Brockwell used to try and get face time with business site consultants in Atlanta. She would make contact with a dozen and get only one appointment. But AT (after Toyota), she's made four calls and received three appointments.

"It certainly raised our profile," Brockwell said. "Marion had never been mentioned in the Wall Street Journal before or on CNN. It's advertising we could not have bought."

Arkansas lost the battle for the Toyota plant, but Brockwell has learned some lessons that will help her down the road.

"Seeing what's really important to a manufacturer of this magnitude is the biggest lesson I learned," Brockwell said. "The quality of life and community issues were not as big of an issue as I thought they would be. The proximity of Memphis was a big deal."

Downtown Memphis is only 15 minutes from Marion, and Memphis International Airport can be reached in 20 minutes.

"What impressed Toyota the most was that, unlike most large industrial sites, you don't have to drive 20 miles down a back road to get to it," Brockwell said. It has the initial infrastructure in place — the water and sewer lines run along the edge of the site.

The site has never been used for anything except agriculture, she said. There are no environmental issues to be resolved. There are no endangered species at the site. It is of no historical significance. "And it's flatter than a tabletop."

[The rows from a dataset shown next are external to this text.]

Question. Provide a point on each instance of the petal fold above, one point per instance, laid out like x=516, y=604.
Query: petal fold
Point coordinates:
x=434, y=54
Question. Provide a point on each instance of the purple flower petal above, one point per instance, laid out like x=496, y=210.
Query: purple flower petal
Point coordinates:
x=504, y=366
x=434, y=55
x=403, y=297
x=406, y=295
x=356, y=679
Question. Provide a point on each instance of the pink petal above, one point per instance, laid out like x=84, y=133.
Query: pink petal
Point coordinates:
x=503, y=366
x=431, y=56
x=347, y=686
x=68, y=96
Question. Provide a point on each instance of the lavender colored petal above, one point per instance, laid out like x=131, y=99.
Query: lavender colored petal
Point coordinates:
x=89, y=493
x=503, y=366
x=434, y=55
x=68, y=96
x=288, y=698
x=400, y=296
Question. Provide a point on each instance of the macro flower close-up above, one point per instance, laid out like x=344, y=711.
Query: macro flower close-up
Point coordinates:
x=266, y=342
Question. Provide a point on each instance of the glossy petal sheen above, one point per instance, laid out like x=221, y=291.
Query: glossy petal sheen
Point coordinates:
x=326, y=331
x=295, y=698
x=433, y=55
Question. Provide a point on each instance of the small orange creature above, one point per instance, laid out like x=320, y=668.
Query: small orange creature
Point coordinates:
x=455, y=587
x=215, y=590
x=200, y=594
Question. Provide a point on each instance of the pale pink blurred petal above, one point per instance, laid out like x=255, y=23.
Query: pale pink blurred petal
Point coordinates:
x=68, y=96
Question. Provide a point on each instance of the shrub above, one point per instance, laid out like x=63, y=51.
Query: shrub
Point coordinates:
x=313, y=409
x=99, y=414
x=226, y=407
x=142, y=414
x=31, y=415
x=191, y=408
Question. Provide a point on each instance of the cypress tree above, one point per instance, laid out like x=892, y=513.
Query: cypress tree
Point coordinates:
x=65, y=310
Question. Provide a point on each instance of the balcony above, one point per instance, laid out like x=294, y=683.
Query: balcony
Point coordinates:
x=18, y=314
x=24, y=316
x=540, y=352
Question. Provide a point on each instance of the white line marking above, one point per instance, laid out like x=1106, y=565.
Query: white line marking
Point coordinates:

Does Brockwell have any advice to other industrial recruiters in the state?

"Be ready to react quickly. If you don't know the answer, tell them that — but be ready to find out the answer in a hurry."

The Bioplex

One of the state's newest and larger parks is the 1,398-acre Jefferson County Bioplex, which the Economic Develop-ment Alliance at Pine Bluff hopes to turn into a high-tech park that focuses on biotechnology and telecommunications.

The land for the park was a gift from the federal government in 2001 — unused land that belonged to the Pine Bluff Arsenal and borders the Food and Drug Administration's National Center for Toxicological Research complex on both sides.

Southwestern Bell Telephone Co. installed enhanced telecommunications infrastructure near NCTR several years ago, and preliminary feasibility studies are under way by the U.S. Army Corps of Engineers for new highway access into The Bioplex from Interstate 530.

There are other high-tech labs in the area that could help attract more ventures. The Pine Bluff Arsenal has a new $18 million Chemical Defense Quality Evaluation Facility that houses laboratories to test chemical defense equipment. And it's hoping to land another multimillion dollar facility under consideration by the Department of Defense — a national vaccine production operation.

NCTR, with some 100 Ph.D.-level research scientists and another 475 contract and civil service workers, is part of The Jefferson Laboratories of the FDA, which along with the new Arkansas Regional Laboratory, is being developed by FDA's Office of Regulatory Affairs into one of five "mega labs" in the nation. When fully operational in fiscal 2004, the 146,000-SF, $43 million ARL will be staffed with 120 research personnel providing analytical support in chemistry and microbiology.

Redfield Laboratories is a 68,000-SF private pre-clinical toxicology research facility near The Bioplex. Owned by Charles River Laboratories of Wilmington, Mass., the lab has 100 employees.